Revisiting Precision and Recall Definition for Generative Model Evaluation
This work addresses evaluation challenges for generative models, offering a refined tool to distinguish mode-collapse and quality issues, though it is incremental as it builds on existing definitions.
The paper revisits Precision-Recall curves for generative models, generalizing the formulation to arbitrary measures and linking it to error rates of likelihood ratio classifiers, and demonstrates improved performance on controlled multi-modal datasets.
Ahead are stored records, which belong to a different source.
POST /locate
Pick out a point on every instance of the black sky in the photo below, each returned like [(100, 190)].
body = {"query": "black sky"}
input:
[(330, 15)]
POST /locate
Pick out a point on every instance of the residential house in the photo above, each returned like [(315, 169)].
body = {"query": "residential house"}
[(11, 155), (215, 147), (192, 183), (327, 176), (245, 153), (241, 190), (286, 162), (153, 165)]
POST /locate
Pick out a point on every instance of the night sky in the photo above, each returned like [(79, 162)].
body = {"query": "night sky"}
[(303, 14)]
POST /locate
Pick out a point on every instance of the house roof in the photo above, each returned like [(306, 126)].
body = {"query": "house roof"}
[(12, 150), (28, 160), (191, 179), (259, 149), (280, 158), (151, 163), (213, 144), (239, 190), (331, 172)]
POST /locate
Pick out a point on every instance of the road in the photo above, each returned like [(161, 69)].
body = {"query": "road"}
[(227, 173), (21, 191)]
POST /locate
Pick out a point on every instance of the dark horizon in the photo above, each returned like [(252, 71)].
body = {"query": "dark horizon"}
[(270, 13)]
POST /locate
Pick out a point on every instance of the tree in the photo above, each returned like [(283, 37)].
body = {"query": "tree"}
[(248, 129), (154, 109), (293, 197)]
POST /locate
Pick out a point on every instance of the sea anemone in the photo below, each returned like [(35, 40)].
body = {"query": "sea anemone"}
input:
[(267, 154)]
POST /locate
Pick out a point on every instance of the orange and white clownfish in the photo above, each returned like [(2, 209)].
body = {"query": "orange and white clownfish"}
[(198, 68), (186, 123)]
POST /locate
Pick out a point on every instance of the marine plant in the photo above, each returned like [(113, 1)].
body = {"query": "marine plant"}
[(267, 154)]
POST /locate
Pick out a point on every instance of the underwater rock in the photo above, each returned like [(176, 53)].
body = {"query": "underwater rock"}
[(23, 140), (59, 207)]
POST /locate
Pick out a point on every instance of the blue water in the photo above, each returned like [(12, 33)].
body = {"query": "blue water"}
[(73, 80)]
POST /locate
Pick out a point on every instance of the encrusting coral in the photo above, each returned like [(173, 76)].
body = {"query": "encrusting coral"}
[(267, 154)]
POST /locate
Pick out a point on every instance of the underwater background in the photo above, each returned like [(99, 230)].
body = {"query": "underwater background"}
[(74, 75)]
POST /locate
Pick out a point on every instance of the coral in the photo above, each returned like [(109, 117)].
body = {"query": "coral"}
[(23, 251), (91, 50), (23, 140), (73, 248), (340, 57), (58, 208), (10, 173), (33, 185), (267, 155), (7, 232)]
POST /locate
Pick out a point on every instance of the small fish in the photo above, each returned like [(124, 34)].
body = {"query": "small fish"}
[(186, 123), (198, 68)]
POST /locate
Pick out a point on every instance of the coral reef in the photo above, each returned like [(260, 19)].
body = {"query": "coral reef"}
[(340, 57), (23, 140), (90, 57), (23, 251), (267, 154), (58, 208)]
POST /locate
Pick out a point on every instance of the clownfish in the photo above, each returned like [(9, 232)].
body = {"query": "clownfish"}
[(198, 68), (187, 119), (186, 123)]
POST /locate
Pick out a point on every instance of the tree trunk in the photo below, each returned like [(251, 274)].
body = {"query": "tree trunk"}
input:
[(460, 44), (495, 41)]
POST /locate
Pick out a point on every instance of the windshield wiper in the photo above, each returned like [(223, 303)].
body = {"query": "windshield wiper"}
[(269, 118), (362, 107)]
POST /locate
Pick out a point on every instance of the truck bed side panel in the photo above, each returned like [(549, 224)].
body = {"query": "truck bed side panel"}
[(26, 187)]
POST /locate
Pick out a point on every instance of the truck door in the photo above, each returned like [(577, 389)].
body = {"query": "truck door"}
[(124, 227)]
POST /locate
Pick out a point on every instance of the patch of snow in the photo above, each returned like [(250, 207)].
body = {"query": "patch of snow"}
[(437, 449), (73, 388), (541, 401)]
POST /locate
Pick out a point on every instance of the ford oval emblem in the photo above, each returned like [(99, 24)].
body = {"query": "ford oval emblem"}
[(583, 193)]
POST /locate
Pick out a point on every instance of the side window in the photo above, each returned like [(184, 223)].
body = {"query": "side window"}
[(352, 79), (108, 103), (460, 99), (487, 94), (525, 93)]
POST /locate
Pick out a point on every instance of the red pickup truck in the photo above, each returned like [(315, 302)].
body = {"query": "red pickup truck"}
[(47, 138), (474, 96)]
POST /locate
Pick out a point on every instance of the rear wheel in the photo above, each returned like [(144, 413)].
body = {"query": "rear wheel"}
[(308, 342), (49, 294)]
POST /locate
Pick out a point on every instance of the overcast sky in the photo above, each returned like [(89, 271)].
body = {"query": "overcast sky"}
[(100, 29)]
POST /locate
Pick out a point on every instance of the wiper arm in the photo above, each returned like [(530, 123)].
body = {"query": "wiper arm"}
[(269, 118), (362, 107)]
In this article we revisit the definition of Precision-Recall (PR) curves for generative models proposed by Sajjadi et al. (arXiv:1806.00035). Rather than providing a scalar for generative quality, PR curves distinguish mode-collapse (poor recall) and bad quality (poor precision). We first generalize their formulation to arbitrary measures, hence removing any restriction to finite support. We also expose a bridge between PR curves and type I and type II error rates of likelihood ratio classifiers on the task of discriminating between samples of the two distributions. Building upon this new perspective, we propose a novel algorithm to approximate precision-recall curves, that shares some interesting methodological properties with the hypothesis testing technique from Lopez-Paz et al (arXiv:1610.06545). We demonstrate the interest of the proposed formulation over the original approach on controlled multi-modal datasets.